— Хочу, чтобы ты от нее отвалил. С концами. И отменил всю эту пургу. И чтобы завтра же с утра она пришла домой — к нам с ней домой, понятно? — и заняла свое место. Все. Ты меня понял, поп?
Даже перевод — «Вы понимаете меня, священник?», — слабым эхом пришедший из-за спины Алексея, не помог. Наполеон из антониевской мужской школы на короткий миг взял верх — и Гильермо лишь в последний миг удержал его, направив стакан чуть ниже, не в лицо оппонента — впрочем, какого там оппонента, наверное, уже врага.
Дальше все было очень быстро, так же быстро, как в школьные стремительные годы, смазавшиеся в сплошную полосу в иллюминаторе бегущего самолета. Все разом оказались на ногах, в одной точке, сплошной кучей, осьминогом рук и ног; последним подоспел дольше всех встававший с табуретки четвертый, здоровенный парень по прозвищу Старлей. Яркий всплеск — мешанина движений — и немая сцена под негромкий заполошный вскрик паренька-переводчика: идущая в лицо Гильермо рука Лелека, перехваченная — нет, встреченная блоком Марко; сам Марко, не ослабивший хватки, хотя и согнутый под неесественным углом — человек в полицейской серой форме заломил ему за спину свободную руку; здоровила Старлей или как его там и последний участник дружеских посиделок, маленький и какой-то кривой, тоже в зеленоватом кителе — оба за спиной Гильермо, и финальным аккордом — стук стакана о бетон, безнадежный звук бьющегося стекла, катящегося подстаканника.

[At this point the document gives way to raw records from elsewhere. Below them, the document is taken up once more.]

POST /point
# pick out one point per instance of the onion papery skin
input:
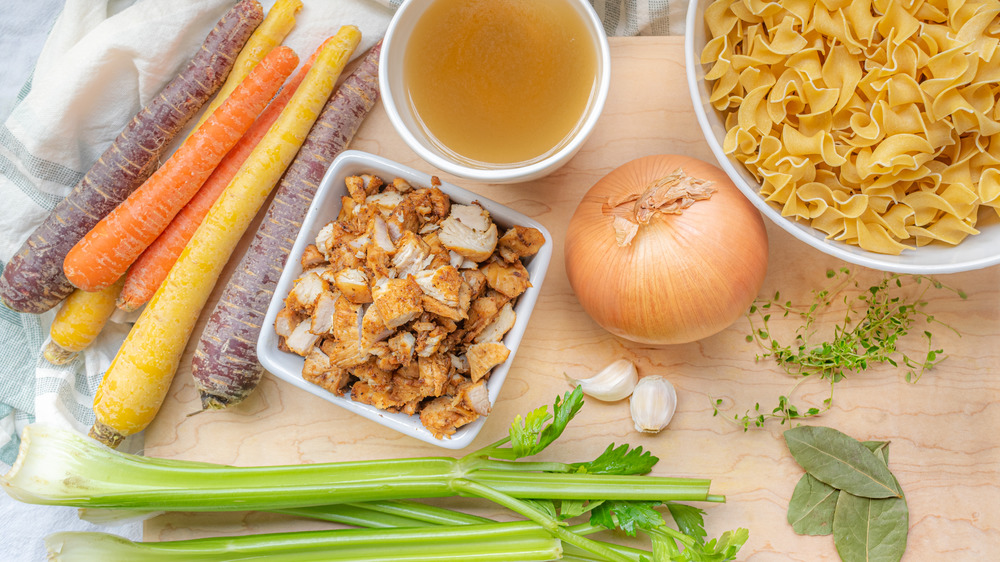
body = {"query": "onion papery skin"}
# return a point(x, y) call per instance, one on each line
point(683, 277)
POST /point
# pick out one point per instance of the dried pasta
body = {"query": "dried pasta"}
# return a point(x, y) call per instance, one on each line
point(876, 122)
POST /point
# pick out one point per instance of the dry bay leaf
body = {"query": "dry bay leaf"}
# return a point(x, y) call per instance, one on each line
point(841, 461)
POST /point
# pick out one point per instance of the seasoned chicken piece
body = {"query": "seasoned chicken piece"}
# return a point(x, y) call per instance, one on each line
point(400, 185)
point(311, 257)
point(344, 353)
point(301, 340)
point(428, 343)
point(476, 280)
point(356, 188)
point(442, 418)
point(398, 300)
point(379, 264)
point(484, 356)
point(373, 329)
point(510, 279)
point(431, 204)
point(305, 292)
point(370, 373)
point(411, 255)
point(482, 312)
point(375, 396)
point(469, 231)
point(385, 201)
point(331, 236)
point(501, 324)
point(403, 219)
point(434, 372)
point(318, 370)
point(285, 322)
point(441, 284)
point(519, 242)
point(324, 313)
point(402, 346)
point(475, 397)
point(353, 284)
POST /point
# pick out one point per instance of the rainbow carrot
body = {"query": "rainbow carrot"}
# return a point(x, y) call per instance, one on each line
point(138, 379)
point(269, 34)
point(106, 252)
point(151, 268)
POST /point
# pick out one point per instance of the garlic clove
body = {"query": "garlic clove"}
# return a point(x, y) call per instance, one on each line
point(614, 382)
point(653, 403)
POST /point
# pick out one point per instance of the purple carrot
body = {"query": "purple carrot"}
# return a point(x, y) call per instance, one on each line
point(225, 365)
point(33, 280)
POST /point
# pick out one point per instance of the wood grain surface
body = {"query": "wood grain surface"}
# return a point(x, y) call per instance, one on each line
point(945, 429)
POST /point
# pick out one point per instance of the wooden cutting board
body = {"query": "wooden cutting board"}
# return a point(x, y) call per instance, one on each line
point(943, 429)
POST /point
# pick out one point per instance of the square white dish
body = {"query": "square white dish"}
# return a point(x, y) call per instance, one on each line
point(325, 208)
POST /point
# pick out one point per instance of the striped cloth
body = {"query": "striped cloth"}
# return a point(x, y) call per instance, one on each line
point(65, 115)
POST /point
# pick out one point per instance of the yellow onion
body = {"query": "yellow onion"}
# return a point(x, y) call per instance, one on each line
point(665, 250)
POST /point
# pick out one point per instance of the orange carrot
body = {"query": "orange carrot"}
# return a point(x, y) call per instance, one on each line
point(151, 268)
point(106, 252)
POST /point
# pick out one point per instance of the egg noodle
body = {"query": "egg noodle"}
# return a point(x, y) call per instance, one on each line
point(875, 122)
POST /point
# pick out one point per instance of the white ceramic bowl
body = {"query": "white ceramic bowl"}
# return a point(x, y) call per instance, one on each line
point(981, 250)
point(324, 208)
point(394, 99)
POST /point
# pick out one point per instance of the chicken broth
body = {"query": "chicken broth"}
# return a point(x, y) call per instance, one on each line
point(500, 81)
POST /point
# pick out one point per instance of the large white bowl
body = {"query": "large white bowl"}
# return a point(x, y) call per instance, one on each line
point(396, 104)
point(975, 252)
point(325, 208)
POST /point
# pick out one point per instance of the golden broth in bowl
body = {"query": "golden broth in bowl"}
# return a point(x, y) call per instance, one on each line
point(500, 82)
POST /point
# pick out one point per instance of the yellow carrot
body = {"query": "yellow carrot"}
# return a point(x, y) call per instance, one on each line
point(78, 322)
point(137, 381)
point(269, 34)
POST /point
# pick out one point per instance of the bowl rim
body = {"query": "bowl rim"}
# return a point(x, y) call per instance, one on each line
point(279, 363)
point(501, 175)
point(804, 233)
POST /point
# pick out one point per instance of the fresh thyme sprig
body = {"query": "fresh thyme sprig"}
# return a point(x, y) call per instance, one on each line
point(875, 320)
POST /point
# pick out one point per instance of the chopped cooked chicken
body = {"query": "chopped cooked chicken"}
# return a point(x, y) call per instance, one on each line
point(434, 372)
point(441, 284)
point(305, 292)
point(404, 301)
point(398, 300)
point(476, 280)
point(403, 219)
point(442, 418)
point(285, 322)
point(519, 242)
point(324, 313)
point(331, 236)
point(484, 356)
point(411, 255)
point(511, 279)
point(501, 324)
point(353, 284)
point(482, 312)
point(301, 340)
point(402, 346)
point(311, 256)
point(373, 329)
point(469, 231)
point(318, 370)
point(428, 343)
point(356, 188)
point(475, 397)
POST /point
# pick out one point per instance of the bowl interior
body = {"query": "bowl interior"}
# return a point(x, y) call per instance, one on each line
point(394, 97)
point(324, 208)
point(978, 251)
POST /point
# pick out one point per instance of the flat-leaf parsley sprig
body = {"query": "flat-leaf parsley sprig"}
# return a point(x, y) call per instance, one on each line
point(876, 318)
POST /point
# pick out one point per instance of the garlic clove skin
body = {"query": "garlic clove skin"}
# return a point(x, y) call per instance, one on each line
point(653, 404)
point(614, 382)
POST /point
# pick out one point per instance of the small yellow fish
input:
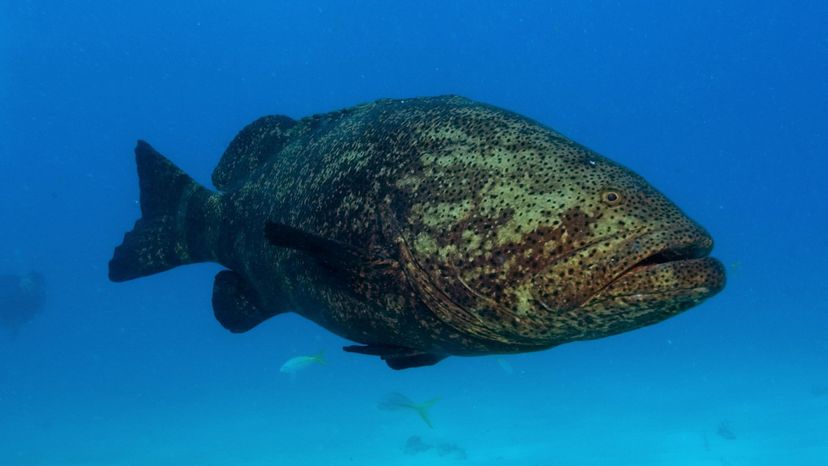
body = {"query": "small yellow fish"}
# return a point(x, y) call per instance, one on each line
point(298, 363)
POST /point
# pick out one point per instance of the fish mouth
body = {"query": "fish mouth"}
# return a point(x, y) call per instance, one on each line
point(674, 254)
point(670, 269)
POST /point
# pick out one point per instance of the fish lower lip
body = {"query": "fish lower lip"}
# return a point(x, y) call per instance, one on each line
point(675, 253)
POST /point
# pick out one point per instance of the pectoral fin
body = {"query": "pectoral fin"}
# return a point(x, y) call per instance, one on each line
point(236, 304)
point(397, 357)
point(335, 255)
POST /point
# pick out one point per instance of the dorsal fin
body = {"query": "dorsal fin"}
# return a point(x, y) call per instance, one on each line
point(254, 144)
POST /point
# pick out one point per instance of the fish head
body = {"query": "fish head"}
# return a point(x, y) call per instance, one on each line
point(618, 256)
point(541, 241)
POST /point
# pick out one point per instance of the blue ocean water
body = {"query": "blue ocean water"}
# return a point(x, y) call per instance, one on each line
point(723, 106)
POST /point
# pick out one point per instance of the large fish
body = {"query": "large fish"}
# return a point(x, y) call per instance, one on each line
point(423, 228)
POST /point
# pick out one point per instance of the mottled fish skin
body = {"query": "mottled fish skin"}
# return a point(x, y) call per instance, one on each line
point(483, 231)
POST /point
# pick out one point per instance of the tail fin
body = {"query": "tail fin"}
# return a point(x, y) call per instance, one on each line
point(422, 410)
point(158, 241)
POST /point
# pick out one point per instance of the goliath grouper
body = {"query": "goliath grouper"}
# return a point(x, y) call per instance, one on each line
point(423, 228)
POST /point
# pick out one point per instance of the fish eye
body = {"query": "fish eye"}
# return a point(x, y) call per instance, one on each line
point(611, 197)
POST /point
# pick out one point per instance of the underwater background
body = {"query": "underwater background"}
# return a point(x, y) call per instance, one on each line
point(723, 106)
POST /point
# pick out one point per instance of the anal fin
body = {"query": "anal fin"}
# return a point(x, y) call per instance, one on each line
point(397, 357)
point(236, 304)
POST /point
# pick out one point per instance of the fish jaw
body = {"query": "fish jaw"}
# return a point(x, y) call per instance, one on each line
point(649, 293)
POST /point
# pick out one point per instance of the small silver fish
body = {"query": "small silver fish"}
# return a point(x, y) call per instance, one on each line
point(298, 363)
point(397, 401)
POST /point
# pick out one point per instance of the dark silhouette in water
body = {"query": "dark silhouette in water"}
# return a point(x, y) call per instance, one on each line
point(416, 445)
point(423, 228)
point(21, 299)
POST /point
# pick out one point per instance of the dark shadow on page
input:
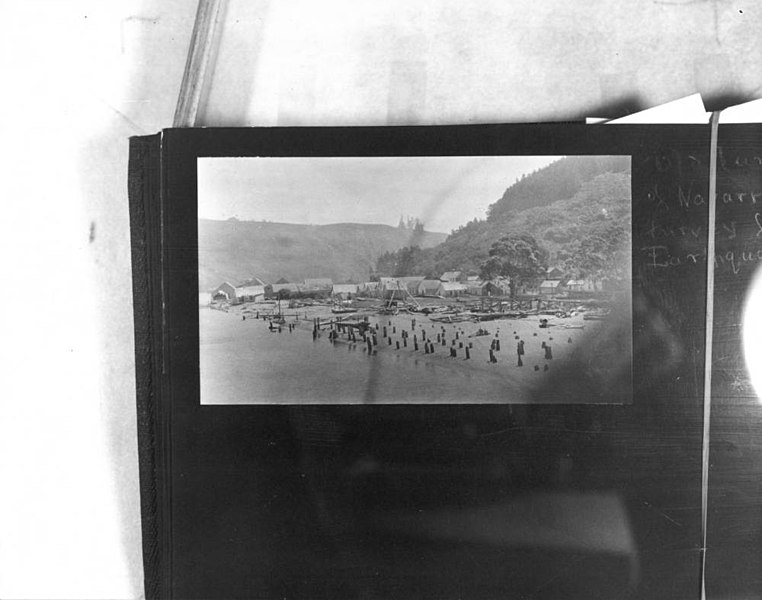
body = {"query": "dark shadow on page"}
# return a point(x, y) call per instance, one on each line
point(513, 501)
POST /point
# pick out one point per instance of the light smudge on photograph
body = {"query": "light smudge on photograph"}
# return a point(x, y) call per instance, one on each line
point(396, 280)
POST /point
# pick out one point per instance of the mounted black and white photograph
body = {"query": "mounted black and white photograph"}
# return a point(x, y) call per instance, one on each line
point(428, 280)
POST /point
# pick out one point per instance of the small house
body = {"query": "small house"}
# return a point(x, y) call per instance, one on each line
point(496, 287)
point(580, 285)
point(344, 291)
point(451, 289)
point(411, 282)
point(550, 287)
point(429, 287)
point(317, 287)
point(250, 293)
point(285, 289)
point(369, 288)
point(452, 276)
point(224, 292)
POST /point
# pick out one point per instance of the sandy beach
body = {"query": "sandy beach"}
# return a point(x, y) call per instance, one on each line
point(243, 361)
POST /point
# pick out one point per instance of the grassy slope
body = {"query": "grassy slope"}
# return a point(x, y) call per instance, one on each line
point(237, 250)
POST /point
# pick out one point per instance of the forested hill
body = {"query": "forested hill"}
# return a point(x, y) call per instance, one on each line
point(236, 250)
point(575, 206)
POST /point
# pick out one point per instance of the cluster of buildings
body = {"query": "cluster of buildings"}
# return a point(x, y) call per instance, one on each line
point(451, 284)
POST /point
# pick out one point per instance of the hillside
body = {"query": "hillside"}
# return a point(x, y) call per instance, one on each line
point(563, 206)
point(235, 250)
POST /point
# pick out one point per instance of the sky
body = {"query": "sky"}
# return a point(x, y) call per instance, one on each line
point(442, 192)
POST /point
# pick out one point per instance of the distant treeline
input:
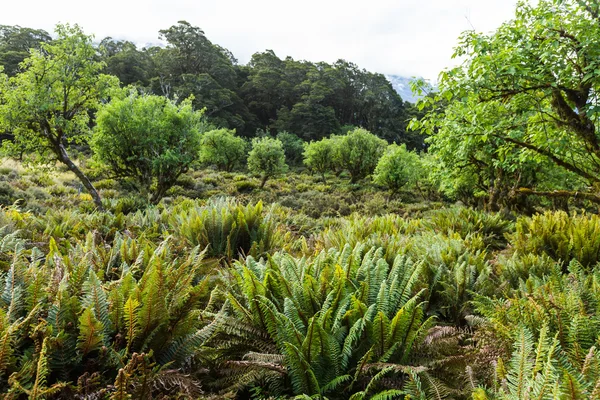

Лицо Леши — Лелека — его лицо, пахшее водкой, плавало надо всеми дурной луной.
— Вот, значит, как? — он говорит почти ласково, он обводит губы — нет, не языком, а трет одну губу о другую; он похож на рыбу, на даму Сфортуну, притом что менее женского лица представить невозможно. У него глаза серые, яркие. Мутные до желтизны. У него на подбородке топорщатся волоски — светлее шевелюры, рыжеватые какие-то. Ему всего-то 25 или 26 лет. Он бешеный старик, может, даже покойник.
— Подержи малыша, Серый.
Это, должно быть, прозвище переводчика. Он нервничает — он вообще явно слабое звено, «гражданский» среди этих людей, вернувшихся (или не вернувшихся) с войны. Когда он честно, едва ли не жмурясь от старания, перехватывает вторую руку Марко, так что теперь каждого из них держат двое, Гильермо понимает, что они действительно попали. Попали, как он сам не попадал еще никогда.
Все это нереально, как серо-золотая Москва в дыму. Когда Алексей, сощурившись, бьет его ребром ладони по лицу, он даже не чувствует ни оскорбления, как при хамских словах пять минут назад, ни боевого бешенства. Только крайнее изумление — и дурацкую боль в скуле. Как-то несоразмерно малую в сравнении с грохотом адреналина в венах.